JAKARTA – Faktor negative cycle dinilai menjadi penyebab tidak berkembangnya industri solar PV di Indonesia. Negative cycle yang terjadi akibat ada limited capacity sehingga low economic scale tidak tercapai.
“Kalau industri ini mau ditumbuhkan di hulunya, ada peluang bisnis, menyerap tenaga kerja, dan meningkatkan kemampuan nasional,” kata Ketua Asosiasi Pabrikan Modul Surya Indonesia (APMSI) Linus Andor Maulana pada webinar yang digelar, Jakarta, Kamis (24/3/2022).

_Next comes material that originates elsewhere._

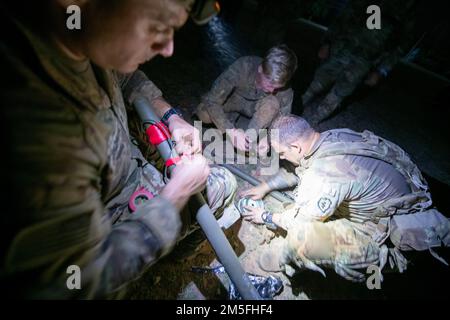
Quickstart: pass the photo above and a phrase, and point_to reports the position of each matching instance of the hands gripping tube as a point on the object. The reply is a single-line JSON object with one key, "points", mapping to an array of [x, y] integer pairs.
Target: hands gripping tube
{"points": [[158, 135]]}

Baca Juga: Bukit Asam-Jasa Marga Bangun PLTS di Tol Bali Mandara
Menurut Linus, di Indonesia banyak tambang kuarsit untuk dikembangkan. Namun untuk itu perlu investasi yang cukup besar. Untuk penambangan dan pengolahan konsentrat kuarsit dan dikembangkan menjadi kuarsa murni diperlukan investasi USD160 juta. Reduksi dan pemurnian dari kuarsa murni ke metalurgical grade investasinya USD455 juta.
“Dan untuk menjadi produk elektronika dan chemical, solar cell dibutuhkan investasi USD250 juta,” kata dia.

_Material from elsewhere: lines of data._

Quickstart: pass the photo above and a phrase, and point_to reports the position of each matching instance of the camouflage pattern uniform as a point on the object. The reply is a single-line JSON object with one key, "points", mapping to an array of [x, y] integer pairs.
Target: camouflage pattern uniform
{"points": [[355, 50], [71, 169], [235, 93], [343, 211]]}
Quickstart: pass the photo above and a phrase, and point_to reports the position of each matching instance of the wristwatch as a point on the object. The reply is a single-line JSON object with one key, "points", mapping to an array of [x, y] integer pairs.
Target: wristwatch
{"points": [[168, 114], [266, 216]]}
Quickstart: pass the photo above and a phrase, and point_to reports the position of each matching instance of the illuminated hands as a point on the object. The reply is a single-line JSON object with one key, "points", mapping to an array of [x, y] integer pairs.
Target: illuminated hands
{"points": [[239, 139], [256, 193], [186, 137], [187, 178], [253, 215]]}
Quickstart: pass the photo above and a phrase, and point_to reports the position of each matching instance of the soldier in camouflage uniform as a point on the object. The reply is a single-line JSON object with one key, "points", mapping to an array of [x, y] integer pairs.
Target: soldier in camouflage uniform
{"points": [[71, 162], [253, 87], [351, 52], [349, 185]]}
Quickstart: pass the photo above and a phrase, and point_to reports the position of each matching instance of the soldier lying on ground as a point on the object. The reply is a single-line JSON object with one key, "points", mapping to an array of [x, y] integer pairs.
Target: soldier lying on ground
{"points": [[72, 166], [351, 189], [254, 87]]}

Linus menambahkan dalam pengembangan industri solar PV agar dapat berkesinambungan perlu strategic partnership dengan join investment dalam pembangunan pabrik, melakukan transfer technology, supply raw material, dan dapat memberikan akses untuk global supply chain.
Direktur Utama Pertamina NRE Danif Danusaputro mengatakan PLTS yang sudah dipasang Pertamina NRE kebanyakan berada di lingkungan Pertamina. “200 MW target terpasang tahun ini. kebanyakan adalah rooftop,” kata Danif.

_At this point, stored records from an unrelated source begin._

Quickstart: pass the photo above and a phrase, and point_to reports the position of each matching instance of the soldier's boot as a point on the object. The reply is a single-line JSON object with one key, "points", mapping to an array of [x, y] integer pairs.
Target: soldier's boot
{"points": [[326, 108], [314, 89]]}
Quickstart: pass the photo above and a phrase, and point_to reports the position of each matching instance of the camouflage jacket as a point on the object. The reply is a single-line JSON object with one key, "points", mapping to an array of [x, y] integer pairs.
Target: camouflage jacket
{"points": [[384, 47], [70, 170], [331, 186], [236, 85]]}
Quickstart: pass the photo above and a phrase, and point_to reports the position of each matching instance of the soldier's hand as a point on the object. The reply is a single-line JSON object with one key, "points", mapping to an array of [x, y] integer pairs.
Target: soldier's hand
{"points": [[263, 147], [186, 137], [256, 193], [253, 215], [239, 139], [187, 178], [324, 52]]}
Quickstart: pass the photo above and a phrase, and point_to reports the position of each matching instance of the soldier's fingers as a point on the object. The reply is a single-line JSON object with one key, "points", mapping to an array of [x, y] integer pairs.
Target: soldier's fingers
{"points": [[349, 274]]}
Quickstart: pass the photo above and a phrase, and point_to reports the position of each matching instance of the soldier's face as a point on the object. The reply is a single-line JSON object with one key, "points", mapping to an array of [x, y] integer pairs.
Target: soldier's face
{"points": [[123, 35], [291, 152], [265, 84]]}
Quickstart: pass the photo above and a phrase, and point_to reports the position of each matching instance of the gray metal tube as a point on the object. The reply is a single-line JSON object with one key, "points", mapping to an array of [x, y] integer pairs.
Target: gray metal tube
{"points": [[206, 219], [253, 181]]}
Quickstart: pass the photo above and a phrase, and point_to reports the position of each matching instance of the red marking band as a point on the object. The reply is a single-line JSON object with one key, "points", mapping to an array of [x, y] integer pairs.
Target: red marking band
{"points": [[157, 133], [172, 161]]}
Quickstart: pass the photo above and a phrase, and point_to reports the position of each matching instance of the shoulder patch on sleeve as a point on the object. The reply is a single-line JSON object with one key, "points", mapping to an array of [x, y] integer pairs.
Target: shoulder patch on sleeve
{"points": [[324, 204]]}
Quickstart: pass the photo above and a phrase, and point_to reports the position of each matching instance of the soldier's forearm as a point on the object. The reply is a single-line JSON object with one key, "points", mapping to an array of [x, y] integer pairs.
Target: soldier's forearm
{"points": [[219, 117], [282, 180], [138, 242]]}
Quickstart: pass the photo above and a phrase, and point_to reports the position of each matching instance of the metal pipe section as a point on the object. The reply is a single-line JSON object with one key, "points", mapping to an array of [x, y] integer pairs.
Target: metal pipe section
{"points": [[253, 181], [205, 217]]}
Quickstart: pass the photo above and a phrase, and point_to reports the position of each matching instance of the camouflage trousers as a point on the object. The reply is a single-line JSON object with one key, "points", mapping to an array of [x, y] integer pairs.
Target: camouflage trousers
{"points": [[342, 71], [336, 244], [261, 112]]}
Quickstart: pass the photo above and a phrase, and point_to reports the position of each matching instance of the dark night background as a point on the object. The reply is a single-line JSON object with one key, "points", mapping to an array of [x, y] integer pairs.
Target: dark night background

Dia menambahkan dari sisi benefit, seharusnya ini sesuatu yang mudah untuk dijual, terutama untuk sister company Pertamina NRE. “Key challenge dari sisi affordability, grid connectivity, regulatory barriers, dan access to financing. Regulatory barrier, menurut saya Indonesia masih single buyer, menjadi challengen untuk pemain di renewable,” kata Danif.